L’usine de biogaz de Großbardorf.Photo Anna Tiessen

« C’est ainsi que la conduite d’eau a été posée cent ans plus tôt », explique Seith. « Maintenant, personne ne sait comment fonctionnaient les pompes à eau. Ce sera aussi le cas du réseau de chaleur.

Les citoyens se plaignent invariablement des usines de biogaz : ça pue, il faut cultiver d’énormes quantités de cultures pour les biocarburants qui ne sont ni bénéfiques pour la nature ni pour l’alimentation (animale), et tous ces milliers de tonnes de biomasse grondent dans les rues du village jusqu’à l’usine à gaz. Mais une journée de questions à Großbardorf n’a pas donné lieu à une seule plainte concernant la politique énergétique municipale. « C’est parce que la chaleur est pour le village, » dit Seith. « Tout reste ici. »

Bien sûr, dit Matthias Klöffel (60 ans), contremaître de l’association des agriculteurs locaux et fondateur de l’usine de biogaz avec Demar : il faut faire des choix. Le maïs qui va à l’usine de biogaz ne va pas dans la nourriture. Mais il en va de même pour tout ce qui concerne l’énergie et la nourriture sur une planète surpeuplée : une question de choix. Sinon, il faut allumer les centrales au charbon, ou garder les centrales nucléaires allumées.
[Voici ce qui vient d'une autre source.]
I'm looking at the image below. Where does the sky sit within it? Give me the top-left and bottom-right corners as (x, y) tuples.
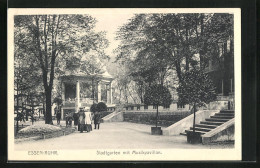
(91, 13), (134, 58)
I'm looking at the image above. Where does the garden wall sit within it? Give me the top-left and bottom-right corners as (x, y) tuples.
(123, 111), (191, 127)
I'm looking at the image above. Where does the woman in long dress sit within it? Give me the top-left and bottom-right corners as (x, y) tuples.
(78, 110), (86, 133)
(85, 111), (92, 132)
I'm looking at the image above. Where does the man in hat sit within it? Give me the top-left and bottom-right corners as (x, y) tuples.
(78, 108), (86, 133)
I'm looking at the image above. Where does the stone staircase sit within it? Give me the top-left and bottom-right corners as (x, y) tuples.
(180, 110), (235, 136)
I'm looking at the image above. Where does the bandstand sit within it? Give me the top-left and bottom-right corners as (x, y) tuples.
(60, 71), (115, 119)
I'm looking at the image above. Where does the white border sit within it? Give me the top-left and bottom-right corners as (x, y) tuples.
(7, 8), (242, 161)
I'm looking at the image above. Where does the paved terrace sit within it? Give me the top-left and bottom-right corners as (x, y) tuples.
(15, 122), (234, 151)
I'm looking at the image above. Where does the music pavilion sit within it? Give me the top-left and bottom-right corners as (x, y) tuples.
(60, 70), (115, 119)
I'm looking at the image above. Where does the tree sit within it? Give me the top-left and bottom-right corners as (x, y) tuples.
(144, 84), (172, 127)
(15, 15), (108, 124)
(177, 69), (216, 132)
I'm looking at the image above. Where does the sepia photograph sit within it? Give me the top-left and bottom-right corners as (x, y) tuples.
(8, 8), (242, 161)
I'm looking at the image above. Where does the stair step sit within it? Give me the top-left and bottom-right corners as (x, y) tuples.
(195, 124), (217, 129)
(210, 116), (234, 120)
(215, 113), (235, 117)
(185, 130), (207, 135)
(190, 127), (212, 132)
(205, 118), (229, 123)
(200, 121), (224, 126)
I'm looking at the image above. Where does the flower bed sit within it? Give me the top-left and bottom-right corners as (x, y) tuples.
(17, 124), (62, 138)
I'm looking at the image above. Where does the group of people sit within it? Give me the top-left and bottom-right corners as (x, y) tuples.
(56, 108), (101, 133)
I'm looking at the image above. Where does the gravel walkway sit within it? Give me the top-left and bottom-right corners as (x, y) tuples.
(15, 122), (234, 150)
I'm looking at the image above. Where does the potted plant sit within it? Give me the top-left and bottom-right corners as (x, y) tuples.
(177, 69), (216, 144)
(144, 84), (172, 135)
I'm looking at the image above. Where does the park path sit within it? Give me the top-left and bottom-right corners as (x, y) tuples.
(15, 122), (234, 150)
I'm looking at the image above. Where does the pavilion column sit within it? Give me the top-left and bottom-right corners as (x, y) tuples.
(75, 81), (80, 111)
(109, 82), (113, 104)
(98, 81), (101, 102)
(61, 82), (65, 119)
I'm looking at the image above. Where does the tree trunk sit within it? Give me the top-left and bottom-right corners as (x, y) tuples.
(155, 104), (159, 127)
(193, 103), (196, 132)
(45, 88), (52, 124)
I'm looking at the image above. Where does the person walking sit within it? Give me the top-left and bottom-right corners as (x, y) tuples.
(94, 112), (100, 129)
(55, 107), (61, 125)
(78, 109), (86, 133)
(85, 110), (92, 132)
(73, 112), (79, 126)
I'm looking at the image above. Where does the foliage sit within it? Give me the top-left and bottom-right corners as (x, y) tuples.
(144, 85), (172, 106)
(115, 13), (233, 105)
(14, 15), (108, 123)
(177, 69), (216, 106)
(96, 102), (107, 112)
(53, 97), (62, 105)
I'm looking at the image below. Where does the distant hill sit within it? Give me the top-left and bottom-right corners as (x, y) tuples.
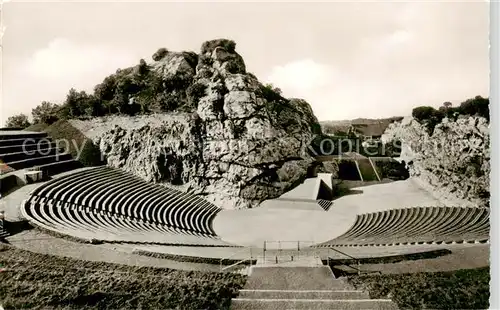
(320, 116), (403, 136)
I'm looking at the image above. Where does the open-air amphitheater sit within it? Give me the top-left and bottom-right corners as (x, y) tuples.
(0, 131), (490, 309)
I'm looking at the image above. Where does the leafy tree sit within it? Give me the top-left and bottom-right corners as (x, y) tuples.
(261, 83), (284, 102)
(31, 101), (60, 125)
(152, 47), (168, 61)
(460, 96), (490, 121)
(5, 114), (31, 128)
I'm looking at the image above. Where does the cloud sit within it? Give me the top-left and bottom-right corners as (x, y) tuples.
(1, 38), (141, 125)
(265, 59), (336, 96)
(23, 38), (138, 86)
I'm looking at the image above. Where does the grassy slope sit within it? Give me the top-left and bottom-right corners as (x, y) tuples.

Ou être en mesure d’acheter du gaz russe. L’élevage, qui a toujours été à petite échelle ici, a disparu de Großbardorf au fil des années et des exigences environnementales de plus en plus strictes. En conséquence, on ne cultive plus de maïs aujourd’hui que dans les années 1970, sauf que la récolte est désormais destinée à l’usine de biogaz.

Assemblée

Tous les clichés sur la campagne bavaroise ne s’avèrent pas faux. La culture de la communauté villageoise est florissante à Großbardorf. La naissance de l’usine de biogaz a donc commencé par une Échantillon, une réunion de village où le maire a dit : on peut se débarrasser du pétrole avec une alternative durable, et on propose une centrale de méthanisation avec un réseau de chaleur. Nous voulons financer en partie le réseau de chaleur en revendant une part aux habitants. Quiconque paie 5 000 euros bénéficiera d’une connexion et du droit de demander un remboursement après vingt ans. Qui propose ?

La moitié d’entre eux a viré de bord, l’autre moitié est restée les bras croisés. Mais la centrale a été construite et depuis 2011, 140 foyers et toutes les parties communes reçoivent de la chaleur grâce au biogaz. Depuis lors, le village a insufflé 400 000 litres de pétrole en moins dans l’atmosphère chaque année. L’usine de biogaz elle-même appartient à des agriculteurs locaux, qui ont emprunté ou investi de l’argent pour cela. Quiconque promettait de fournir 40 tonnes de maïs par an pourrait acheter une part dans la centrale électrique et, à la fin du cycle, recevoir 32 tonnes de mélange d’engrais (qui reste après la production de gaz bios) en retour pour leur terre en guise de remerciement. .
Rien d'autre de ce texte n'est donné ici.